At this point, note that:

• In unsigned 2s-complement format: 0x93 = 147
• In signed 2s-complement format: 0x93 = 147-256 = -109

Answer 4

The types 'char' and 'int' are different sizes on most platforms. Specifically 'int' is often 32 or 64 bits (4 or 8 bytes) and char only 8 bits (1 byte). When de-referencing a 'char' you are asking the program to "interpret" the memory-location of your 'int' as a 'char'.

Additionally the bytes of an 'int' are stored in memory in either little-endian or big-endian (Google it). Thus the results of your program will differ from platform to platform.

If you are running your code on x86 (which is little-endian), you would possibly see the "correct" value, if you set your 'int' to a value less than 128.

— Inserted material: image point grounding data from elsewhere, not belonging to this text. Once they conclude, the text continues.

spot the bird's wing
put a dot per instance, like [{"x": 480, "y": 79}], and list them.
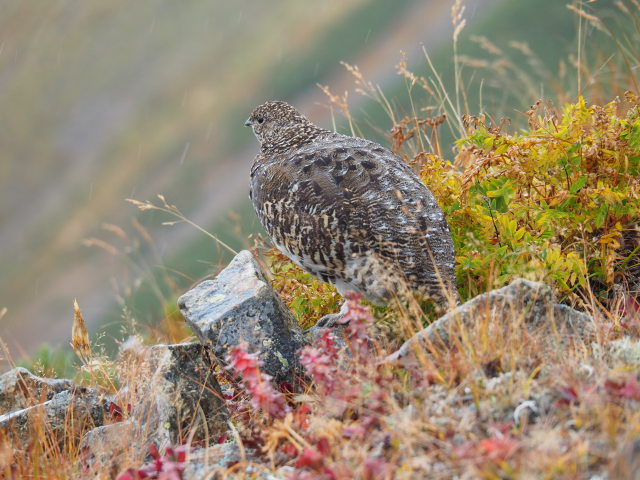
[{"x": 329, "y": 203}]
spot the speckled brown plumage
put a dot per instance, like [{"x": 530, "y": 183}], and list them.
[{"x": 346, "y": 209}]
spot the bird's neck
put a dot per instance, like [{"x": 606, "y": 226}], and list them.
[{"x": 292, "y": 137}]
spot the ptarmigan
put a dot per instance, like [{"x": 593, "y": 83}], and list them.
[{"x": 347, "y": 210}]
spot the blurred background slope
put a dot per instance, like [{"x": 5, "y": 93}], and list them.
[{"x": 103, "y": 101}]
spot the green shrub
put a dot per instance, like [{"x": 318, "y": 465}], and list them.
[{"x": 557, "y": 203}]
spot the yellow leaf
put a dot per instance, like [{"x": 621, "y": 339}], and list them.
[{"x": 79, "y": 335}]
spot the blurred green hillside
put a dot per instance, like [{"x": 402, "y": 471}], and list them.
[{"x": 103, "y": 101}]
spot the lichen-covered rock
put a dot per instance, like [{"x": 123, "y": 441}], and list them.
[
  {"x": 64, "y": 418},
  {"x": 19, "y": 388},
  {"x": 529, "y": 304},
  {"x": 240, "y": 305},
  {"x": 178, "y": 401},
  {"x": 184, "y": 401}
]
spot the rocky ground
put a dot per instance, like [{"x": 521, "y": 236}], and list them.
[{"x": 485, "y": 410}]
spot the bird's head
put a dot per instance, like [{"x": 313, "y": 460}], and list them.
[{"x": 277, "y": 123}]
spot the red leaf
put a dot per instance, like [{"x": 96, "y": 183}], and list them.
[
  {"x": 115, "y": 412},
  {"x": 310, "y": 458},
  {"x": 629, "y": 389},
  {"x": 568, "y": 395},
  {"x": 129, "y": 474},
  {"x": 323, "y": 446},
  {"x": 153, "y": 451}
]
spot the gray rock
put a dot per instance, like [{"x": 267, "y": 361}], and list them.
[
  {"x": 211, "y": 463},
  {"x": 217, "y": 463},
  {"x": 183, "y": 395},
  {"x": 240, "y": 305},
  {"x": 531, "y": 304},
  {"x": 19, "y": 389},
  {"x": 108, "y": 448},
  {"x": 64, "y": 418},
  {"x": 179, "y": 401}
]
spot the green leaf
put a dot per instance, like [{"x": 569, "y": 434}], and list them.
[{"x": 578, "y": 184}]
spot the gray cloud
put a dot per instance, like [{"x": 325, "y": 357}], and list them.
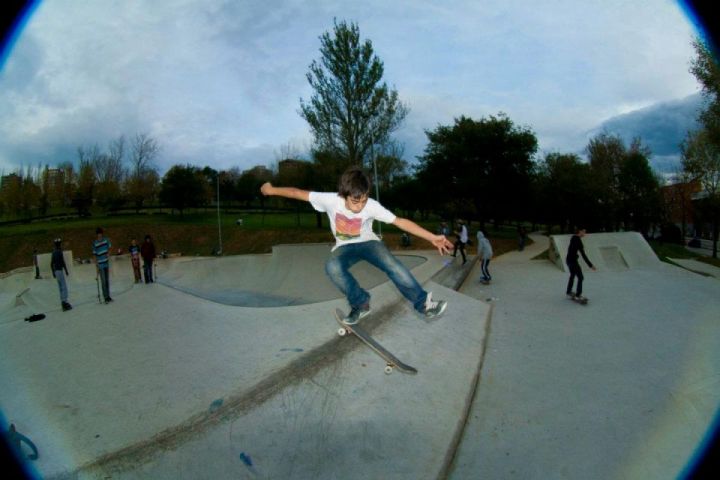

update: As you correctly indicate, the least-significant byte of your int is 10010011 which is 147 decimally and thus larger than 10000000 (128 decimal). Since the top-most bit of the byte is set, the value is interpreted as a 2's complement (Google it) negative value of -109.

Answer 5

If you have something like ,

int k = 1683 ;
int *l = &k;

If You Dereference Pointer l then it will correctly read integer bytes. Because You declared it to be pointer to int . It will know how many bytes to read by sizeof() operator. Generally size of int is 4 bytes (for 32/64-bit platforms) but it is machine dependent that is why it will use sizeof() operator to know correct size and will read so .Now For Your Code

 int k = 1683;
 char *a = &k;
 int *l  = &k;

Now pointer p points to y but we have declared it to be pointer to a char so it will only read one byte or whatever byte char is of . 1683 in binary would be represented as

        00000000 00000000 00000110 10010011

Now if your machine is little endian it will store the bytes reversing them

        10010011 00000110 00000000 00000000

10010011 is at address 00 Hypothetical address , 00000110 is at address 01 and so on.

BE:      00   01   02   03
       +----+----+----+----+   
    y: | 00 | 00 | 06 | 93 |
       +----+----+----+----+


LE:      00   01   02   03
       +----+----+----+----+
    y: | 93 | 06 | 00 | 00 |
       +----+----+----+----+

(In Hexadecimal)

So now if you dereference pointer a it will read only first byte and output will be -1 as byte read would be 10010011(Because we pointed signed char ,so the most-significant bit is the sign bit. First bit 1 denotes the sign. 10010011 = –128 + 16 + 2 + 1 = –109.) and if you dereference pointer l it will completely read all bytes of int as we declared it to be pointer to int . And output will be 1234

And Also if you declare pointer l as int *l then *l will read sizeof(int) usually 4 bytes(Depends On Machine Architecture) and *(l+1) will also read that many bytes . Same goes with char or any other data type the pointer pointed to them will read as many bytes there size is of , char is of 1 byte.

Answer 6

It happens because of byte order: https://en.wikipedia.org/wiki/Endianness

You actually take address of byte 10010011, which is -109.